Governor Palin’s attorney Thomas Van Flein posted a Note on Gov. Palin’s Facebook page June 24, 2010 discussing the baseless civil suits that had been filed against her dismissed. He focused on a particular case, which indirectly involved her husband Todd and how sexism was the case’s underpinning.
As most people know, Sarah Palin is relentlessly attacked by those who elevate the state over the individual and by those who lack faith in any higher power except the regulatory power of Washington, D.C. Many of these people use – and abuse – the law, and in the case of Sarah Palin, they have abused our state ethics laws by repeatedly, remorselessly, and routinely filing false and malicious claims against her. So too, they have resorted to our courts, where several civil suits were filed against Sarah Palin. To date, these civil suits have been rejected by the courts as baseless. But we know the toll this caused the Palins. Almost a year ago, Governor Palin pointed out the many groundless complaints, records requests and suits filed against her, and explained that:
“…it hasn’t been cheap – the State has wasted thousands of hours of your time and shelled out some two million of your dollars to respond to ‘opposition research’ – that’s money not going to fund teachers or troopers – or safer roads. And this political absurdity, the ‘politics of personal destruction’… Todd and I are looking at more than half a million dollars in legal bills in order to set the record straight. And what about the people who offer up these silly accusations? It doesn’t cost them a dime so they’re not going to stop draining public resources – spending other peoples’ money in their game…. Some Alaskans don’t mind wasting public dollars and state time. I do. I cannot stand here as your Governor and allow millions upon millions of our dollars go to waste just so I can hold the title of Governor.”
The past year has confirmed that Governor Palin was right. The number of false claims, records requests, mendacious accusations and ridiculous posturing by the left and street corner ethicists dropped dramatically – at least as applied to the mechanics of state government.
But it did not all go away when she stepped aside – some claims and suits are pending and are getting resolved in time. A judge in Anchorage recently issued a ruling throwing out a baseless claim against Governor Palin – and indirectly involving Todd Palin. In this civil claim, Todd Palin was being attacked because he was a close and trusted advisor to his wife, the Governor. That he was should surprise no one. The claimant asserted that because Todd Palin was not being paid by the State of Alaska, any emails copied to him could not be protected by the standard law of deliberative process privilege – a privilege that essentially protects the decision making process in government in order to allow the decision makers the freedom to honestly discuss policy and process and promote the open exchange of ideas. The claimant demanded the right to see emails that were sent to Todd Palin.

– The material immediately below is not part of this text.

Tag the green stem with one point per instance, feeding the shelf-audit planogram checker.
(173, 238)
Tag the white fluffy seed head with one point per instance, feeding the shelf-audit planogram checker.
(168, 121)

In a well reasoned opinion, the judge explored state law, federal law (including an historical discussion on First Lady Sarah Polk, wife of President James K. Polk), and invoked a too rarely used legal principle – common sense – to throw out this lawsuit. In so doing, the court concluded that Todd Palin, as the First Gentleman, though unpaid, was in essence a privileged consultant to the Office of the Governor, and the court compared Todd Palin’s privileged consultations to First Lady Hillary Clinton, in which a federal court determined that the chief executive’s spouse “acts as the functional equivalent of an assistant to the President.” And, with state government employees assisting the first spouse, Todd Palin had a clear and obvious privileged consultative function and is analogous to a de facto state officer.
The court ultimately concluded that “common sense and Federal law” compel the conclusion that “Todd Palin could properly… act as an advisor to the Governor” and therefore he was appropriately involved in policy discussions, emails, and deliberative discussions, all of which are protected from disclosure.
It is refreshing to see a court resort to common sense and historical precedent. Further, as more and more women get elected to high office (What are they called now? – “Mama Grizzlies”?), it is notable that challenges such as this, which were based on sexist notions and demeaning attitudes towards women, are being rejected. This suit challenged Todd Palin’s role as a first spouse and was implicitly premised on the idea that a male spouse must somehow exert too much influence over a female chief executive. Hence the demand to “see those emails” from Todd Palin; but contrast this with decades of silence relative to communications to prior executive spouses – female spouses. That dismissive and contemptuous posture towards the new brand of feminist leaders was appropriately condemned by the court as lacking a basis in reality.
There are, of course, some remaining issues to address. The attacks against Sarah Palin will continue. They are distractions meant to keep her off message. There will be times when Sarah Palin will have to take one for the team in order to continue on with her message to the country and simply resolve matters without having to incur crushing personal debt. That is the cost, unfortunately, of public life today. When that happens, read the details closely – like the details in this court opinion. Every time you do you will see that Sarah Palin has always acted with honest intent. You will see that again soon. Today’s ruling is a positive step not just for Sarah and Todd Palin, but for all female chief executives currently in office – and waiting to take office in November.